A cette époque-là, je prenais le tram tous les matins pour me rendre au lycée. J’avais rendez-vous avec Hervé, un camarade de classe qui me racontait ses fabuleuses aventures de la veille sur Dungeon Master durant tout le trajet. Je concevais que passer la soirée sur l’Atari ST de son oncle était pour lui une activité beaucoup plus captivante que de procéder à des révisions rébarbatives. La passion qui l’animait dans ses récits laissait entrevoir une expérience épique remplie de monstres fantastiques et autres concoctions de sortilèges enchantés qui me faisait rêver, en plus de me faire vivre le jeu par procuration. Je me souviendrais toujours de ce jour de fin d’année scolaire où, tout excité, il m’annonçait qu’il avait enfin réussi à finir le jeu. Par contre, quelques jours plus tard se déroulait l’épreuve du BAC et, de nous deux, j’étais celui qui la réussissait.

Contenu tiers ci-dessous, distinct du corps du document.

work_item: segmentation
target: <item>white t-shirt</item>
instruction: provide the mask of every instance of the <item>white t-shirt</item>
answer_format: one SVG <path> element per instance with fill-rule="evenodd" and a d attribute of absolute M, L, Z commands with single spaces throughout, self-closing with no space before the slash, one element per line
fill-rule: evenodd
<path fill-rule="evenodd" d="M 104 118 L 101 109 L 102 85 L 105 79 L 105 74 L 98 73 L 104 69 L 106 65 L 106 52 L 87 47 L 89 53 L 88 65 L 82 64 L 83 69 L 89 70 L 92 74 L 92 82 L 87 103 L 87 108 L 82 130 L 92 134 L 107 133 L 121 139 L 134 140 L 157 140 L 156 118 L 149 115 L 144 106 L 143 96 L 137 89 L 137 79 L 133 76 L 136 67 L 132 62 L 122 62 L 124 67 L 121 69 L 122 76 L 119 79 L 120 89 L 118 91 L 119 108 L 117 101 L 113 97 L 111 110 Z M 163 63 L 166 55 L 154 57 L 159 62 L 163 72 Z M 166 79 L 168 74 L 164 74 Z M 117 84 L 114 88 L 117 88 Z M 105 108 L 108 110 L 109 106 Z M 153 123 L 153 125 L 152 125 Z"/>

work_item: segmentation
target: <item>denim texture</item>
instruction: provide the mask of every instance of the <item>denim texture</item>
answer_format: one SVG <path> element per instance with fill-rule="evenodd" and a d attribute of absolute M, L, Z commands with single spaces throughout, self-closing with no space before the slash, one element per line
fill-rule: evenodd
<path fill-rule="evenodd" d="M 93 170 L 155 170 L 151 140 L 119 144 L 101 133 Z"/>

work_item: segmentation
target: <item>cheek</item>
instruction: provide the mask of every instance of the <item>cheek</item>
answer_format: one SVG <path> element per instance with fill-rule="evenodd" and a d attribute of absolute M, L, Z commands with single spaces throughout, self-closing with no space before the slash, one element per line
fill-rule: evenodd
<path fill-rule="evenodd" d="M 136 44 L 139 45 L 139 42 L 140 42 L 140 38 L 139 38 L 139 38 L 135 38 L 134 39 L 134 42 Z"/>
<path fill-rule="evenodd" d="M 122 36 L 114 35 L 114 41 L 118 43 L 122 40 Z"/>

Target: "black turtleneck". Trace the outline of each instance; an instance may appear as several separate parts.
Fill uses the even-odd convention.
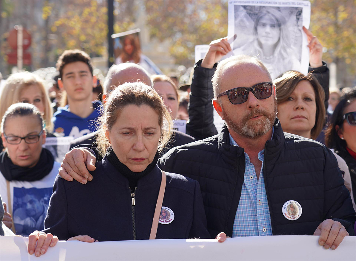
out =
[[[123,164],[119,160],[115,153],[112,150],[112,148],[110,148],[108,150],[106,156],[109,162],[112,164],[120,173],[129,180],[129,183],[132,192],[137,186],[137,181],[152,171],[157,164],[157,162],[159,157],[158,153],[158,152],[156,153],[153,161],[148,164],[145,170],[141,172],[134,172],[131,171],[126,165]]]

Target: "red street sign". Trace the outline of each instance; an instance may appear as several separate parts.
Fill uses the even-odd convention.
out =
[[[7,54],[7,63],[9,64],[17,64],[17,54],[16,52],[12,51]],[[31,65],[31,54],[29,53],[23,53],[22,62],[25,65]]]
[[[25,29],[22,29],[22,49],[26,50],[31,45],[31,35]],[[10,46],[14,50],[17,49],[17,30],[12,29],[10,31],[7,42]]]

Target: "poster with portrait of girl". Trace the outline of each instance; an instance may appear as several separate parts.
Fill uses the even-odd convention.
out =
[[[138,64],[148,74],[163,74],[159,68],[142,53],[140,41],[141,30],[134,29],[111,35],[115,64],[130,62]]]
[[[309,50],[303,26],[308,28],[306,1],[239,1],[229,2],[229,37],[235,55],[257,56],[273,79],[290,70],[308,73]]]

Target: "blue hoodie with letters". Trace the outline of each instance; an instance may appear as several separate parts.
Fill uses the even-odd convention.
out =
[[[59,107],[52,118],[54,132],[63,136],[72,136],[74,139],[96,130],[95,121],[100,116],[101,103],[93,102],[94,110],[86,118],[82,118],[70,111],[69,105]]]

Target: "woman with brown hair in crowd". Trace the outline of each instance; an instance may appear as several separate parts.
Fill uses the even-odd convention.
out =
[[[277,116],[283,131],[309,139],[316,139],[323,127],[325,114],[324,91],[318,80],[312,73],[305,76],[292,70],[284,73],[273,83],[276,85]],[[352,193],[350,172],[346,163],[333,150],[331,151],[339,167],[344,172],[345,185]]]
[[[57,176],[45,229],[30,236],[29,253],[39,256],[41,248],[45,252],[51,240],[43,245],[44,238],[52,234],[87,242],[210,238],[198,182],[157,166],[172,122],[154,89],[140,82],[119,86],[100,122],[97,142],[104,157],[91,172],[95,178],[84,185]],[[169,212],[169,220],[160,220],[162,209]],[[103,217],[115,221],[98,222]]]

Nous sommes en 1995. L’Amiga est sur le déclin et mon frère est depuis longtemps passé chez l’ennemi avec son Pentium 2. Les atouts du micro de Commodore qui avaient fait briller ses yeux jadis ne sont à présent que de vagues souvenirs qui s’estompent à grande vitesse face aux capacités racoleuses de son compatible PC. L’ingrat ! Quant à moi, en irréductible gaulois, je ne jure que par mon Amiga 1200 surgonflé, ce qui me vaut les railleries ponctuelles du frangin. Las de cette situation désavantageuse, je fomente un petit stratagème afin de lui clouer le bec une bonne fois pour toute. Grace au lecteur de CD-Rom de l’Amiga, je récupère l’image de boot d’un jeu Playstation. Par l’intermédiaire d’un échantillonneur sonore (TechnoSound Turbo 2), je numérise le jingle de lancement de la console de Sony. Après quelques lignes de codes saisies directement dans la Startup-Sequence (L’autoexec.bat de l’Amiga) destinées à synchroniser l’ensemble, mon émulateur Playstation factice, mais criant de réalisme, est fin prêt et il ne tient que sur une disquette ! Je revois encore la tête décomposée de mon frère, bouche bée devant la supercherie et demandant : « Ça existe sur PC ? » et moi de lui répondre : « Désolé, ça ne tourne que sur Amiga car lui seul en est capable. ». Et toc !
Les jeux vidéo ont toujours été une part importante de ma vie, jusqu’à en façonner certaines de ses facettes les plus intimes. Je me souviens qu’à l’approche la majorité, j’étais en pleine recherche de style pour ma signature. Il faut dire qu’à cette période précise de la vie, la quête d’identité se fait plus pressante. Je voulais une griffe qui soit aussi efficace qu’esthétique. Hélas, aucun des innombrables essais que j’avais griffonné sur le papier ne me satisfaisait. Dépité sur le moment, c’est en allumant mon Amiga, histoire de me changer les idées, que se fit contre toute attente la révélation. Fondu discrètement dans le décor du superbe écran de présentation d’Agony, m’attendait depuis toujours le Saint Graal. Elancée, racée et dynamique, la signature du talentueux graphiste Franck Sauer répondait à tous mes critères. Ni une ni deux, je saisissais mon stylo et en devenais le faussaire, adaptant tant bien que mal mon propre nom dans le paraphe. Aujourd’hui, même si elle a définitivement évoluée, ma signature conserve encore quelques traits empruntés à celle d’Agony.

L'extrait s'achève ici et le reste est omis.